> but only sequences of inlined sqrt calls within an unrolled loop
Somewhat-relatedly, that's also a problem with vectorized math libraries, affecting both gcc and clang, where the vectorized function has a different result to the scalar standard-libm one (and indeed gcc wants at least "-fno-math-errno -funsafe-math-optimizations -ffinite-math-only" to even allow using vector math libraries, even though it takes explicit flags to enable one (clang's fine with just "-fno-math-errno")).
For what it's worth, clang has __arithmetic_fence for doing the exact thing you're using inline asm for I believe; and the clang/llvm instruction-level constrained arith I noted would be the sane way to achieve this.
The code sample shown in P3375 should be just consequences of fma contraction on gcc/clang I believe? i.e. -ffp-contract=off makes the results consistent for both gcc and clang. I do think it's somewhat funky that -ffp-contract=on is the default, but oh well the spec allows it and it is a perf boost (and a precision boost.. if one isn't expecting the less precise result) and one can easily opt out.
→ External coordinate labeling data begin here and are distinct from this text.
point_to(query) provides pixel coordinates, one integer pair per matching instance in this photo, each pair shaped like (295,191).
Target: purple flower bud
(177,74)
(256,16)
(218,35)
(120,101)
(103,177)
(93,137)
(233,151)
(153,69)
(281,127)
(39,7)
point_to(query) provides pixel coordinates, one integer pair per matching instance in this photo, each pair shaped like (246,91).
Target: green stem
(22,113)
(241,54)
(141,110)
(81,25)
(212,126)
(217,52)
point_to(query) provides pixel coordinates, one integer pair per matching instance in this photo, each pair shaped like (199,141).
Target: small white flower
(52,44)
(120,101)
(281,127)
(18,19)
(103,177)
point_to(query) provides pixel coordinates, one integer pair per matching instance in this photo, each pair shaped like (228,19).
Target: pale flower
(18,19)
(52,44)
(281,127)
Outside of -ffast-math and -ffp-contract=on (and pre-SSE x86-32 (i.e. ≥26-year-old CPUs) where doing things properly is a massive slowdown) I don't think clang and gcc should ever be doing any optimizations that change numerical values (besides NaN bit patterns).
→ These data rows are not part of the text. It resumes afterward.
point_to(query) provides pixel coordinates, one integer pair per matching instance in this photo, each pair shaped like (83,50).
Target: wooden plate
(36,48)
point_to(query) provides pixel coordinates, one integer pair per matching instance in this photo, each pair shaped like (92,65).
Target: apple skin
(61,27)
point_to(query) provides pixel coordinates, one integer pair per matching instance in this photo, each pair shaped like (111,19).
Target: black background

Just optimization-fencing everything, while a nice and easy proof-of-concept, isn't something compiler vendors would just accept as the solution to implement; that's a ~tripling of IR instructions for each fp operation, which'd probably turn into a quite good compilation speed slowdown, besides also breaking a good number of correct optimizations. (though, again, this shouldn't even be necessary)
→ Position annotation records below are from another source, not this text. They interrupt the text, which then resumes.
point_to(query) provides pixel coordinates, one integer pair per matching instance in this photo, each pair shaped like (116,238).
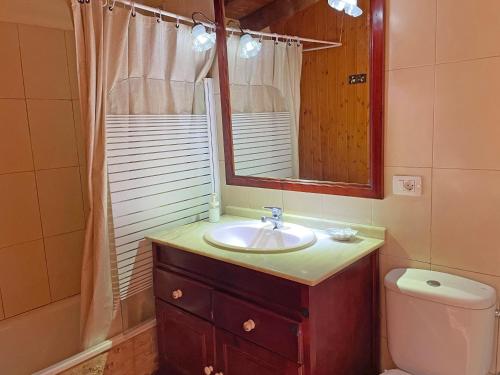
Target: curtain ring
(158,17)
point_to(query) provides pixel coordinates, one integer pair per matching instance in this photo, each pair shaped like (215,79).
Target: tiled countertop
(309,266)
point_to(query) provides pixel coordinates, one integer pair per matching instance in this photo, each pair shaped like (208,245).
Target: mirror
(302,93)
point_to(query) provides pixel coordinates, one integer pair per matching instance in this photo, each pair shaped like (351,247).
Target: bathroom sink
(260,237)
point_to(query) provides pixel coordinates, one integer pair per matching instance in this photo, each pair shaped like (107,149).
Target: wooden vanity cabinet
(217,318)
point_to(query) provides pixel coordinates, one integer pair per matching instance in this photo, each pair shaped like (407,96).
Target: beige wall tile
(45,68)
(11,75)
(466,31)
(407,219)
(64,263)
(411,33)
(409,117)
(351,210)
(15,146)
(2,315)
(19,213)
(467,134)
(465,216)
(23,277)
(486,279)
(52,133)
(69,37)
(304,204)
(60,196)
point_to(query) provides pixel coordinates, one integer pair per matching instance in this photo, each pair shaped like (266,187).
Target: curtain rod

And -ffast-math should be left alone, besides perhaps desiring support to disable it at a given scope/function; I can definitely imagine that, were some future architecture to add a division instruction that can have 1ULP of error and is faster than the regular division, that compilers would absolutely use it for all divisions on -ffast-math, and you couldn't work around that with just optimization fences.